As for the housing boom being a bad thing, I’m still standing strong on the idea that continual increases in housing prices (when exceeding inflation) is a bad thing. It either indicates a bubble or that your housing supply and demand are moving out of equilibrium (i.e. not building enough housing).
”Is the Shadowrun UK setting really that political? Isn’t it very old as well?
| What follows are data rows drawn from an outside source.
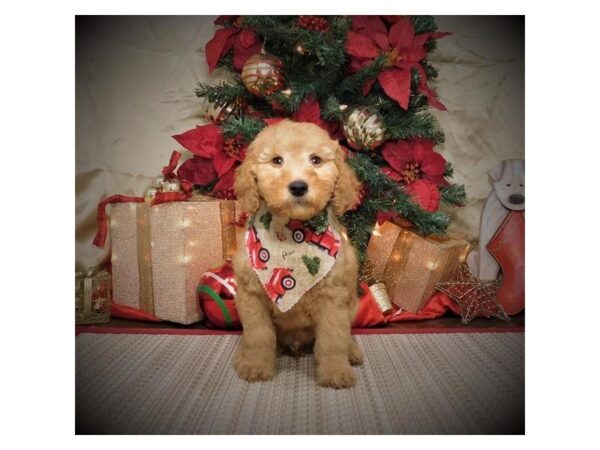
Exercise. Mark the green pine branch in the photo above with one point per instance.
(454, 194)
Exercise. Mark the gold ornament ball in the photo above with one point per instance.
(171, 185)
(218, 112)
(150, 192)
(364, 129)
(263, 74)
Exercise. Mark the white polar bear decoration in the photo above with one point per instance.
(508, 180)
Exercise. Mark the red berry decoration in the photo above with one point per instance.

How much of it has come true?”
The first couple of chapters are written with anarchist slants suggesting that the rich are always getting richer at the poor’s expense, that the Tories are fascists puppets of corporate interests and that class drives everything in the UK without fail.
Predictions I recall include 1. The Tories in power throughout the 90s, 2. Charles becoming king in 2009, 3. massive environmental damage caused by corporations that kills thousands and of course a core of Shadowrun 4. Japanese business interests command huge power around the world (as the series started in the 80s when predictions where Japan would buy everyone everywhere instead of slumping into a 2 decade gentile stagnation).
November 19, 2013 at 4:09 am
[…] was viewed on 15 Dec 2011.c.com [2]https://faustusnotes.wordpress.com/2012/12/11/the-2011-uk-census-a-victory-for-atheism/ was viewed on 15 Dec 2011. […]
November 19, 2013 at 2:51 pm
Wow thanks Islam21C. Your link here made me re-read my post and realise I meant “genteel” not “gentile”.
Body is my face read for a nearly year past mistake.